In the Lancet article there were the usual disclaimers saying that it was still early and more testing needed to be done, etc. Mulligan û a leading expert on the subject û is an endocrinologist who has been following AIDS wasting and other endocrine problems for years. At the lipo workshop, Mulligan was hesitant to condemn d4T outright. She said that it was still too early to point a finger at any of the suspected drugs. But when these potential toxicities are combined with the pancreatitis fatality hazard, and the fact that patients who would consider recycling drugs are most likely late-stage AIDS sufferers, the risks become ever higher.
The company line
According to Bristol-Myers Squibb's Dr. Robert Grosso, associate director of immunology and clinical trials, company genotypic studies showed a reduced ability for d4T and ddI to work in multi-drug resistant virus, but that there did remain some level of efficacy. While he stated that Bristol-Myers Squibb had no official position on d4T recycling and that there were no studies to test the idea, he said, "One should assume that in a regime where there are no other options, it (recycling d4T) might be a good thing." When asked about the company's position on the toxicities, he said they were actively searching through data from previous trials to find more information. "We have started two prospective studies to look at where patients have ended up in terms of lipo. We are looking at patients who were on these drugs for over a year to see if they had lipo changes," he said. BMS will most likely report the findings at the 13th International Conference on AIDS to be held in Durban, South Africa next July.

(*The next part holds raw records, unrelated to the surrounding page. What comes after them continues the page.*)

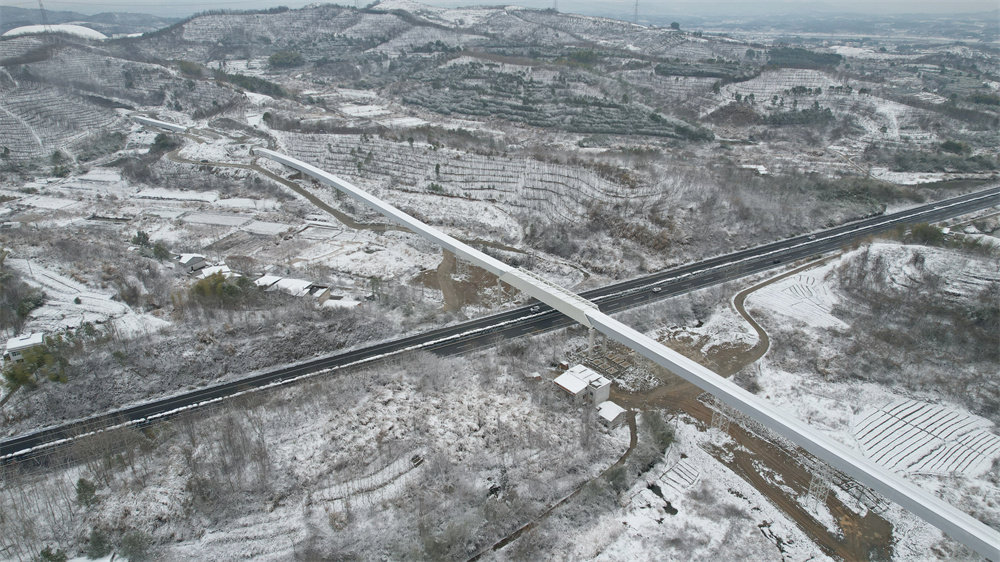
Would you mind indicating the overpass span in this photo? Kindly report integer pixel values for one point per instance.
(956, 523)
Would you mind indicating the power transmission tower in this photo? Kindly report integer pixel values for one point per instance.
(45, 18)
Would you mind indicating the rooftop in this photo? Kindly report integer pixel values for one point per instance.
(608, 410)
(28, 340)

Finally, Roland has never been known to be a doctor who takes big risks with her patients. Yet she stated that she would prescribe the drugs in no-option situations. Given the recent findings about d4T and ddI (for that matter all the drugs in the NRTI family) it shows just how desperate late-stage patients and their doctors have become. "Our biggest limitation is cross resistance. It's (d4T) not saving the day, you've got a big Bastille, and you need lots of ammo," Roland said. The option to recycle d4T and ddI should be carefully weighed. And certainly any patient who does so should be followed very closely for early signs of drug-related harm.